Nawet upodobania kulinarne ci się zmieniły, Leah. Są potrawy, które
bardzo lubiłaś, a na które teraz nie możesz patrzeć, i odwrotnie.
- Wiem. Czy to nie dziwne? Doktor Holcross twierdzi, że wiele
naszych gustów kulinarnych ma związek z pamięcią.
- Czyli że ten, kto miał niemiłe doświadczenia związane z
jedzeniem ciasta z rabarbarem, nigdy go już więcej nie tknie, mimo że
normalnie go lubił?
181
anula
- Coś w tym rodzaju. - Leah zatrzymała się, żeby popatrzeć, jak
poderwał się w górę ptak, na którego skrzydłach ostro zalśniło
zachodzące słońce. - To jakiś nocny drapieżnik. Całe dnie przesypia
na gałęziach drzew - powiedziała. - Bob pokazał mi takiego, który
mieszka na topoli koło wiatraka. W nocy się budzi i wyrusza na łowy
owadów.
- A jak on je łowi? - zapytał Paul, który znał odpowiedź, ale lubił
patrzeć na jej ożywioną twarz.
- O tak - odpowiedziała bez namysłu Leah, szeroko otwierając
usta i machając rękami. - One otwierają dzioby najszerzej, jak tylko
się da, i latają połykając wszystko, co się nawinie.

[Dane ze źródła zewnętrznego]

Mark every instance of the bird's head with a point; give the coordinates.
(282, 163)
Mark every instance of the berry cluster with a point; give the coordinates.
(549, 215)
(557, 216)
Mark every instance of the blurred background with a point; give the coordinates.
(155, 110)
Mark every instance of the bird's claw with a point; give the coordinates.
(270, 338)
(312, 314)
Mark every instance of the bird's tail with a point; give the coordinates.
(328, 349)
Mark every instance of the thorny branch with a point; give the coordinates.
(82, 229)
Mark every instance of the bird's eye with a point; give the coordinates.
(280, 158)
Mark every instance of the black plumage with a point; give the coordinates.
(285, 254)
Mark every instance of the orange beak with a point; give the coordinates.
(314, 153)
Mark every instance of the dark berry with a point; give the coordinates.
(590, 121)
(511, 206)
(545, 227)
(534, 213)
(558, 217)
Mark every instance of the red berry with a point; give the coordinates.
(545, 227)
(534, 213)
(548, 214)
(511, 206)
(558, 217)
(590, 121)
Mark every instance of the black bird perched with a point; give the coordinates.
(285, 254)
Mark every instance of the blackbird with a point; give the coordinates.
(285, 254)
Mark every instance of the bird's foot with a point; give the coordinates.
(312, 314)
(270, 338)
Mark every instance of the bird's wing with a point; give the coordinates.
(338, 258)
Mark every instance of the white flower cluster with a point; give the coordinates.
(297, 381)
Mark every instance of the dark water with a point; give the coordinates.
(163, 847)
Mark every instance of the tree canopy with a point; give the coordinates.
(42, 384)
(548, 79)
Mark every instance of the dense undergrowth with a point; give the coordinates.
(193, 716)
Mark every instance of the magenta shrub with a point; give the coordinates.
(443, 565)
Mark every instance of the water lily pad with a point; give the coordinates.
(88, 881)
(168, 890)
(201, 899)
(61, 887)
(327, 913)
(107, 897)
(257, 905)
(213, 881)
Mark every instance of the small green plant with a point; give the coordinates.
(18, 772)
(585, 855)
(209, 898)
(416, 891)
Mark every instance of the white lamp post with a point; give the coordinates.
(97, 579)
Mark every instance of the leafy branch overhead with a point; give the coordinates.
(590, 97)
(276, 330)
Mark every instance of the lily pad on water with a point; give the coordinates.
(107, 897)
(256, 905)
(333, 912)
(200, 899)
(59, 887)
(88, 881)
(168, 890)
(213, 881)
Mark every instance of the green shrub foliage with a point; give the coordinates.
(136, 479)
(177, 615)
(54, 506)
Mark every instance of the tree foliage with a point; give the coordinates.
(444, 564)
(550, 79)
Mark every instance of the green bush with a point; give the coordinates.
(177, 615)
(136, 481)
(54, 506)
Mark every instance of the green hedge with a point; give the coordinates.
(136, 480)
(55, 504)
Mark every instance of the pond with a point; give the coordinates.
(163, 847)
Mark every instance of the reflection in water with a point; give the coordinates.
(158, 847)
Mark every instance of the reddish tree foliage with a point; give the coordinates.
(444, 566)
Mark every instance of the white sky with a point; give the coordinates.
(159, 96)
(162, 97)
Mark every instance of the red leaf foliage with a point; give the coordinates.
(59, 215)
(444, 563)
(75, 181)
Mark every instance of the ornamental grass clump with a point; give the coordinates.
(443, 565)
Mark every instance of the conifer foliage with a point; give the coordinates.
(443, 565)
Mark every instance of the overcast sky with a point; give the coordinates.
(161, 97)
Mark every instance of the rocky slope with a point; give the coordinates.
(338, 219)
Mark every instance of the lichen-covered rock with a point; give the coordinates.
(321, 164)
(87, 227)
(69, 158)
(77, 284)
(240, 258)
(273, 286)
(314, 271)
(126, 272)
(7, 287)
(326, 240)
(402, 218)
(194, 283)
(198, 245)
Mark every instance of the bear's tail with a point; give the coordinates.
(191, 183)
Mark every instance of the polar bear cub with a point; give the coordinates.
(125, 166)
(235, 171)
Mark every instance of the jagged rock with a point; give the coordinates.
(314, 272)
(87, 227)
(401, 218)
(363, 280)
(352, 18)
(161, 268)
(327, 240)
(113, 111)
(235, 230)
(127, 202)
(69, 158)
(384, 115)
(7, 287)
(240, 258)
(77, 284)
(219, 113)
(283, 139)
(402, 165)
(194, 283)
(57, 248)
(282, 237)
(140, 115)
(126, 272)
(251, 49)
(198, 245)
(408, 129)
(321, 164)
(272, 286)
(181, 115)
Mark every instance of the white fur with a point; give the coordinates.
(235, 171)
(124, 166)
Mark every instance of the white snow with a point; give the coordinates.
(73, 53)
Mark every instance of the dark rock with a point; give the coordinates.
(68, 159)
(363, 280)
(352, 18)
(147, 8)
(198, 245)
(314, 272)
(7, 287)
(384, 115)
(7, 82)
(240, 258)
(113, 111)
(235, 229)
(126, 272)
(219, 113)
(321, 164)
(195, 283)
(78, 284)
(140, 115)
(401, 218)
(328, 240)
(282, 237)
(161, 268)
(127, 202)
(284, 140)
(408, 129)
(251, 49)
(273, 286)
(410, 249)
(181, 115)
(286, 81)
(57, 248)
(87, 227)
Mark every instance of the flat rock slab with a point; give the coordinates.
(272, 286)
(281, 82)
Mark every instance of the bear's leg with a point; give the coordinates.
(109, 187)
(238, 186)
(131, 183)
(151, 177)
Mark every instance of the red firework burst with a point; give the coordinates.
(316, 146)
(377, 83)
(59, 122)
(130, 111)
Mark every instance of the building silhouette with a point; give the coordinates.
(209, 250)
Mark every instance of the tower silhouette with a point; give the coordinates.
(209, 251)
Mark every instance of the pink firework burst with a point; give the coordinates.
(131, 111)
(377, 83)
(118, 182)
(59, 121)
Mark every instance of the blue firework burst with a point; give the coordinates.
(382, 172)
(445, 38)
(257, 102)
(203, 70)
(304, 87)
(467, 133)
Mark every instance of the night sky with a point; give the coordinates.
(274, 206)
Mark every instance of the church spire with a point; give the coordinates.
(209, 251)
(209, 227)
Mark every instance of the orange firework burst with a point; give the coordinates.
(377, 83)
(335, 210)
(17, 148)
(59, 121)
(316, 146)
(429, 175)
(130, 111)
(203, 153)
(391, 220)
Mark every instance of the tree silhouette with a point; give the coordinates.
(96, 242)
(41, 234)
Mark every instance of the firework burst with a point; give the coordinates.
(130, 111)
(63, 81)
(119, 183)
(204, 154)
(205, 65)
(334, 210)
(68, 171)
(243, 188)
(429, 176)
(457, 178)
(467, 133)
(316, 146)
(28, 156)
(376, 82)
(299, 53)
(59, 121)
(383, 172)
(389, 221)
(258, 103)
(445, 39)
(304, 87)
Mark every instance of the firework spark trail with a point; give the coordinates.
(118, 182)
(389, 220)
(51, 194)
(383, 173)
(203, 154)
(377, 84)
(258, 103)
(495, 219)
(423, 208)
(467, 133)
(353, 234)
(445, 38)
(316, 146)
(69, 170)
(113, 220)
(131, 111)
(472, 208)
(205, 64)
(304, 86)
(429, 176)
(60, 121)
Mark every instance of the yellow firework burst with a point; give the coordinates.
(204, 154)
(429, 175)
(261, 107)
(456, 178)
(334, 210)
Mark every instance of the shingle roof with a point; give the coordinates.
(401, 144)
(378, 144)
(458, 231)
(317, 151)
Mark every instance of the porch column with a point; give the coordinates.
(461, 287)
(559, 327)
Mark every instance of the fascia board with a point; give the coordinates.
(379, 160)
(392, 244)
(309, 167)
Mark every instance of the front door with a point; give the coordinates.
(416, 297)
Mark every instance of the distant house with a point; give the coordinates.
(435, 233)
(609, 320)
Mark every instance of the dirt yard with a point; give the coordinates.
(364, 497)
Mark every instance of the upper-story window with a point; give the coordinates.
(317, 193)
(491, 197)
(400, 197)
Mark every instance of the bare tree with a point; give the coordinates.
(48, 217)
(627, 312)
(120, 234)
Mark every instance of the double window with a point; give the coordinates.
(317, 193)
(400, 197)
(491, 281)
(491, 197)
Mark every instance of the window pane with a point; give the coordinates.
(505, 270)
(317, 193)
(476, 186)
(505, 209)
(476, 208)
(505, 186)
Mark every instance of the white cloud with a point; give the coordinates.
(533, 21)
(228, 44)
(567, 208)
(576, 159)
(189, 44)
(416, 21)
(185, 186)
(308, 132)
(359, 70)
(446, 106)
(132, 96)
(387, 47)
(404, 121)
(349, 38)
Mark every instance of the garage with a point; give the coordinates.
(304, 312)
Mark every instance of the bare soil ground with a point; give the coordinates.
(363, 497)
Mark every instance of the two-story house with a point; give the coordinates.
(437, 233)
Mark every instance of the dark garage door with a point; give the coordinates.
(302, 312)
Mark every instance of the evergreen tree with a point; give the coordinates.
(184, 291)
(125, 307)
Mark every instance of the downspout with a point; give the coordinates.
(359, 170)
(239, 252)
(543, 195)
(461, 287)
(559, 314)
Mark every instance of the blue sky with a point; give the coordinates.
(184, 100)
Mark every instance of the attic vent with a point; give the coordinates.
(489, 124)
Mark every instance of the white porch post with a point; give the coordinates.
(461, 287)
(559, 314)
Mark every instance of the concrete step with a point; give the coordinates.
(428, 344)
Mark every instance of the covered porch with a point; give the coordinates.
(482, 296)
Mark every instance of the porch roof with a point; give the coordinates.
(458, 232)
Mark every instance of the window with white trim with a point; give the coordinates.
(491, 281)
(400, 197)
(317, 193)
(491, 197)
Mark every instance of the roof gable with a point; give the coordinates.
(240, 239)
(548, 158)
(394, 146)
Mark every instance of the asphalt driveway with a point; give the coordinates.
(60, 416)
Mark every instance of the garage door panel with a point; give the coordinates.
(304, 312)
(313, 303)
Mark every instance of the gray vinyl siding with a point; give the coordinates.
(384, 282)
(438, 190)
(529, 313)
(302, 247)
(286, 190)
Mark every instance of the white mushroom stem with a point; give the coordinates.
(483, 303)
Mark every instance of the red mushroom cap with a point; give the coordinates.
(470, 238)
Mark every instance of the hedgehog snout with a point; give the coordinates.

Paul spojrzał na żonę i zachichotał, myśląc o tym, jak ładnie
wygląda z otwartą buzią, udając ptaka.
- Uważaj - ostrzegł ją poważnie - żebyś sama nie złapała
jakiegoś owada.
Spojrzała na niego spłoszona i natychmiast zamknęła usta, po
czym uśmiechnęła się nieśmiało i weszła na mały mostek łączący
brzegi strumienia.
- Czy rzeczywiście miałeś taki okropny tydzień? - zapytała ze
współczuciem. - W środę wieczorem, kiedy mi powiedziałeś, że [ Pobierz całość w formacie PDF ]
  • zanotowane.pl
  • doc.pisz.pl
  • pdf.pisz.pl
  • mons45.htw.pl
  • Wątki
    Powered by wordpress | Theme: simpletex | © (...) lepiej tracić niż nigdy nie spotkać.